奥へと引き込まれる空間
Toberu2号館は、若い起業家が集まり、4ヶ月間寝食を共にしながら学び考える場である。数軒隣に、一昨年5月に竣工した1号館があるので、互いに積極的に連携することで、 志賀越道沿いにメンバーが行き来し、界隈に生き生きとした流れが生み出されるようにしたいと考えた。そこで、1 号館にすでにある食堂やキッチン、ライブラリーといった機能は設けず、ゆっくりと語らうバーや、働くためのシェアオフィスを設け、互いに機能を補完し合うように作られている。

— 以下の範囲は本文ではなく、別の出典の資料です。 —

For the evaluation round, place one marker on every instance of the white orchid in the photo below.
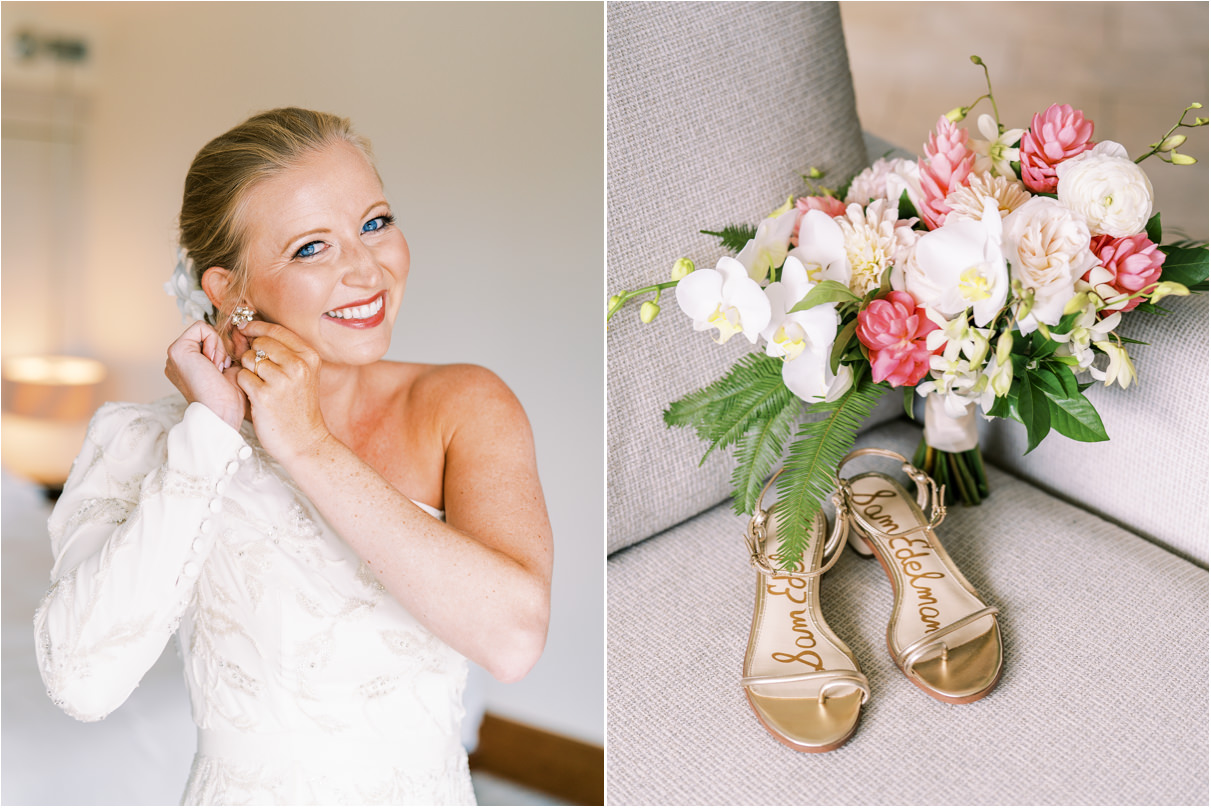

また、間口が狭く奥行きの長い敷地であったため、それを生かす空間構成としたいと考 え、中央に奥行きの深い通り庭を通すことにした。外の道から連続しつつ、同時に奥に進むにつれてその距離以上に遠くの世界まで来た、と感じられる空間を目指している。奥に進むに従って通り庭は半地下へと降りて行き、一方で屋根は上へとのぼっていくので、徐々に吹き抜けが深く高くなっていく。中央には皆が集まる奥庭としての大きな吹き抜けがあり、 トップライトから光が差し込む。通り庭と奥庭に面する壁には、艶のある土壁や、白土とガ ラス質の釉薬を吹きつけたタイル、床にはコンクリート研ぎ出し仕上げ、梁には北山杉磨き 丸太を使うことで、トップライトからの光を受けて空間全体が柔らかく反射する空間となっ た。建物の奥に、通りの外にある現実の屋外空間とは異なる「夢のような外」とでもいうべき空間があることを目指した。通り庭の扉とハイサイド窓を開け放つことで、風が南北に流れるように計画されている。
通り庭の視線の抜けを大切にするため、2階へ上がる階段は吹き抜けに出さず、両脇3箇所に分散して設けている。そのため、一見明快に見える空間構成の中に複雑な動線が編み込まれている。動線のあちこちに居場所が点在し、通り庭を横切ったり、テーブル越しに垣間 見たりできる。起業家たちが集まって暮らす場として、パブリックな場からプライベートな 個室までを、対話の相手や状況によって段階的に使いこなすことが出来る。また、個室を閉じたものにせず、通り庭に向かって机と一体となった出窓を設けることで、個室同士で互いの活動を垣間見ることができる。入口から通り庭を抜け、階段を登って最後に個室へ到着す る空間体験が行き止まりにならず、窓を介して光あふれる通り庭へと再び戻ってくるように 計画されている。
toberu2の吹き抜けは、風や光の通り抜ける半屋外の空間と感じられるように、それぞれ少しずつ反射する素材が使われている。通り土間の壁は、あさぎ土撫切り仕上げ、という光によってグレーにもベージュにも見える土を柔らかく反射するように塗っている。また、一番大きな吹き抜けの壁には、常滑で焼いた特注タイルを使っている。タイルには白い土を釉薬としてかけることで、土壁と馴染みつつ、下から上に向かうにつれてより艶が多くなるような仕上げとしている。通り土間の上には、北山杉の磨き丸太を使うことで、反射する梁となった。